California Legislators Seek Stricter Regulations on Crypto ATMs

California Legislators Seek Stricter Regulations on Crypto ATMs

California Legislators Seek Stricter Regulations on Crypto ATMs

According to a recent report, California legislators are pressing for legislation to tighten regulations on cryptocurrency ATMs. The new proposal restricts transaction fees and imposes a $1,000 daily withdrawal limit.

These modifications, set to take effect on January 1, 2024, aim to safeguard consumers by addressing the excessive fee markups and high withdrawal limits that are currently prevalent in the state’s cryptocurrency ATM transactions.

The discovery of crypto ATMs in Sacramento that offered assets at a markup of up to 33% relative to standard exchange rates heightened legislators’ concerns.

Currently, the fees charged by these machines range from 12 to 25 percent, which is considerably higher than the norm for traditional financial services.

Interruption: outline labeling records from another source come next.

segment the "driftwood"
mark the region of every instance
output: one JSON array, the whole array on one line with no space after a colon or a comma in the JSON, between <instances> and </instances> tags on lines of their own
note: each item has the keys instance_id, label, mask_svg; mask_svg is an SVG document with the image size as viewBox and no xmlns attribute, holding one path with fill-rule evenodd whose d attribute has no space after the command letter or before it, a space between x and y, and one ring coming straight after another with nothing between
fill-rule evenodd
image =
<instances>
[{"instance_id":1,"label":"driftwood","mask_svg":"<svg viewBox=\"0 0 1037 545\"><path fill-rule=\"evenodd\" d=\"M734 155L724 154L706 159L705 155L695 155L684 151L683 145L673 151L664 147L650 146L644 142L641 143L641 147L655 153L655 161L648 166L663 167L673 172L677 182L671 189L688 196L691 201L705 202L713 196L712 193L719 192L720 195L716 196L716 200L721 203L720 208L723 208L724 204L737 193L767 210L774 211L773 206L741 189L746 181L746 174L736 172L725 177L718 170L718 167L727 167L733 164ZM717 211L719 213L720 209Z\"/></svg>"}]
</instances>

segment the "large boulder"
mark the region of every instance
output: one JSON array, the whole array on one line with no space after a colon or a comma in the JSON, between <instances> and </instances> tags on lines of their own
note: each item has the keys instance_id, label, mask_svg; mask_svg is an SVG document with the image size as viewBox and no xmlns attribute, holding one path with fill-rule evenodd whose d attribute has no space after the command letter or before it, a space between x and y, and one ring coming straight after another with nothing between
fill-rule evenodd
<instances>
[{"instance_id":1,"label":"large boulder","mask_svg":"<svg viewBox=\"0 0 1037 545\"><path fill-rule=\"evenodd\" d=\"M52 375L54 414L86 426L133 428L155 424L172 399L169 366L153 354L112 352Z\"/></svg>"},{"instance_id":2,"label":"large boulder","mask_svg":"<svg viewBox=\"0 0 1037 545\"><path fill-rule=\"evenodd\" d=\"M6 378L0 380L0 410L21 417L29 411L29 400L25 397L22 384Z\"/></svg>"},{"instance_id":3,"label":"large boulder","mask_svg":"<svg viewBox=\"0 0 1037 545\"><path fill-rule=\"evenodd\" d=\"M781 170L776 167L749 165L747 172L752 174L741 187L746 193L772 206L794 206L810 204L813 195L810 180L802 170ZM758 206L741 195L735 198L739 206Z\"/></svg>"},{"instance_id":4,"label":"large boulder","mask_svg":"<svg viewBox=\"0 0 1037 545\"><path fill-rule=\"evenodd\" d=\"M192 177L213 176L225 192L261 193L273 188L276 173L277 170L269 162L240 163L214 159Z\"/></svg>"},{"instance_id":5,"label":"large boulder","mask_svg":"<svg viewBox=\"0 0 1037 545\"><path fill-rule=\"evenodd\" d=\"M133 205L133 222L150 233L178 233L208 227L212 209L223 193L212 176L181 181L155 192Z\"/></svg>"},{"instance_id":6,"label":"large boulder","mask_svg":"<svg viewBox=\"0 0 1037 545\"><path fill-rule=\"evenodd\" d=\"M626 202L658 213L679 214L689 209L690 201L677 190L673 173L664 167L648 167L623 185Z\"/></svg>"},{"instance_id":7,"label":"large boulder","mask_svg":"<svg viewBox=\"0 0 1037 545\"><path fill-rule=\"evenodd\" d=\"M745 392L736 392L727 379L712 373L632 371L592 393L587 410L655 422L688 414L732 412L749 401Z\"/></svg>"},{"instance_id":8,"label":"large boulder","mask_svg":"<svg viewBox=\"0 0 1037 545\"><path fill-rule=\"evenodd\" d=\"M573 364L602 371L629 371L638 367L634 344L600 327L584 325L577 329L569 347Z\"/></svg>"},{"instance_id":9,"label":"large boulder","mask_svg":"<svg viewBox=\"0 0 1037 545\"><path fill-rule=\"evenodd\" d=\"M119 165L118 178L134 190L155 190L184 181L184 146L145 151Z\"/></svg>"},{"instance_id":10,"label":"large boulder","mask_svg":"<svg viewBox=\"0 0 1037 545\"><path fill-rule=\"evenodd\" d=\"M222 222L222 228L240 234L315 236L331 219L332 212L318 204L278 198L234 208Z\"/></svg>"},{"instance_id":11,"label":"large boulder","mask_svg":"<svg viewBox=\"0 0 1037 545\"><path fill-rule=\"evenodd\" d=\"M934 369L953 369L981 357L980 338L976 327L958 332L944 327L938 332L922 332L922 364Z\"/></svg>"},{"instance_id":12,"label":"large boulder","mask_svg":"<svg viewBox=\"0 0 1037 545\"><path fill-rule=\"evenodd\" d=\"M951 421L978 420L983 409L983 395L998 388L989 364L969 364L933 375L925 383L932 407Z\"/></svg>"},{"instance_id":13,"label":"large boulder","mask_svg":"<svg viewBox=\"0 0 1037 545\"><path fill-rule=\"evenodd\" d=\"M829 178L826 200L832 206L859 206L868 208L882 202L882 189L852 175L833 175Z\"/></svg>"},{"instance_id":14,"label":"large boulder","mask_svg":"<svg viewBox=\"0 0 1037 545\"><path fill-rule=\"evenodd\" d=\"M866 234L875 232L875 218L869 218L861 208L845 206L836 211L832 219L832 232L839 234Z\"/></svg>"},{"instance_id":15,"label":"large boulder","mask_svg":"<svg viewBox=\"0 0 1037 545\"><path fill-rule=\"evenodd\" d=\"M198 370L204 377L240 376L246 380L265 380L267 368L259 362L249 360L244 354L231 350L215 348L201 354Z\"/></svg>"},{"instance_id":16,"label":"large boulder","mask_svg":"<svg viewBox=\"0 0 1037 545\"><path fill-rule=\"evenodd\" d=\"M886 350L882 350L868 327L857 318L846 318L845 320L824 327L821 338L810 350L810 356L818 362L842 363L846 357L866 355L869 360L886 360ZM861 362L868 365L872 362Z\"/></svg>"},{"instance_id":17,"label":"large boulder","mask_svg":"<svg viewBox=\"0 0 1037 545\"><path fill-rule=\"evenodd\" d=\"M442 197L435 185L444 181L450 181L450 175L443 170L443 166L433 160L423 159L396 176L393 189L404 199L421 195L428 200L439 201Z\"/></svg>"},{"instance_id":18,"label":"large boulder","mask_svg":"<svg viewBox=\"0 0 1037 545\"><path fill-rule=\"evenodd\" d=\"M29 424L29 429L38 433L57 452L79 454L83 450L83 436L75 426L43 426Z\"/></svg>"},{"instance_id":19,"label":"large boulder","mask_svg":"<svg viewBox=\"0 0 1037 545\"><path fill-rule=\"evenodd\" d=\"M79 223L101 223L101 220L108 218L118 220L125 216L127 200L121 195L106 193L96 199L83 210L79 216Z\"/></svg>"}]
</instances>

Moreover, withdrawal limits reached $50,000 in some instances, posing significant risks, particularly for uninformed users susceptible to fraud.

The regulations proposed by state senator Monique Limón, a Democrat, are a response to these alarming findings. In addition to instituting a daily withdrawal limit, the measure stipulates that, beginning in 2025, operators may charge no more than $5 or 15 percent of the transaction amount.

This measure aims to prevent consumers from falling victim to the exorbitant fees that dominate this segment of the cryptocurrency market.

The legislative package exceeds imminent financial limitations. By July 2025, a license from the California Department of Financial Protection and Innovation will be required for all digital financial asset businesses.

This measure will ensure tighter oversight, potentially reducing the number of fraudulent activities frequently orchestrated around these terminals due to the anonymity that cash transactions provide.

In contrast to bank and wire transfers, fraud involving crypto ATMs frequently exploits the absence of a digital trail. As a result, victims have become entangled in schemes and have lost significant amounts of money.

Residents who have fallen victim to such scams have praised the proposed legislation and acknowledged that reduced transaction limits might offer a crucial window of time for reflection to spot potential fraud.

However, cryptocurrency ATM operators are opposed to the measure. Due to the rent they pay for ATM locations, the regulations may damage smaller businesses.

They argue that the focus of the legislation is misplaced, as it focuses on technology rather than the actual fraud perpetrators.

The industry warns that stifling these innovations could backfire, harming consumers and allowing evil actors to flourish.